This article answers the most common questions about viewing guest's credit card data inside the reservations.
On Cloudbeds PMS, only Property Owner has permission to view credit card details by default, other type of users must be granted permission by the Property Owner. Learn more: Viewing Credit Card Details: Overview
Per PCI Standards (Payment Card Industry Standards) viewing full credit card data can pose a liability to your business in the event that the card details were exposed to an outside source.
Some Payment Processors store the credit card data and do not allow anyone to view full details of the card, this is for the card holder's and your business' financial safety. Payment Processors that do not allow viewing credit card data:
- Cloudbeds Payments (More information: Cloudbeds Payments - Why I can't view full credit card details?)
For security purposes, each individual's credit card password will expire:
- Automatically after 90 days.
- Each time property owner forces a password reset.
To ensure smooth operation, we will send the following warnings to each user's email account prior to expiration as follows:
- 7 Days prior to expiration.
- 1 day prior to expiration.
- Upon expiration.
Make sure to reset your credit card viewing password as soon as you receive the email to avoid any disruption in your daily activities.

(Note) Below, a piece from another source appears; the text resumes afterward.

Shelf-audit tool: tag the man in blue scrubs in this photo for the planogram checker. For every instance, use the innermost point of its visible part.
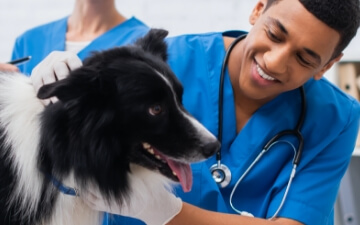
(292, 44)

All users that have the privilege to access credit card information will have the Reset Credit Card Viewing Password button on My User Profile. See: How to Reset Credit Card Viewing Password
For Cloudbeds Payments:
Cloudbeds Payments stores credit card information in the safest and securest measure, by credit card tokenization. Tokenized card information will be stored in our vault for 2 years. Credit card information (token) is stored in the guest's reservation for 30 days (for confirmed, cancelled and no-show reservations). Refunds can be processed seamlessly within 30 days period.
What is credit card tokenization?
Credit card tokenization is the process of completely removing sensitive data from a companys internal network by replacing it with a randomly generated, unique placeholder called a token. For instance, if a card number was 1234 5678 8765 4321, it would end up looking something like E67TY8GQ27X.
- For confirmed reservations: the system will remove credit card details 14 days after the check-out date.
- For cancelled/no-show reservations: the system will remove credit card details 30 days after the cancellation/no-show date.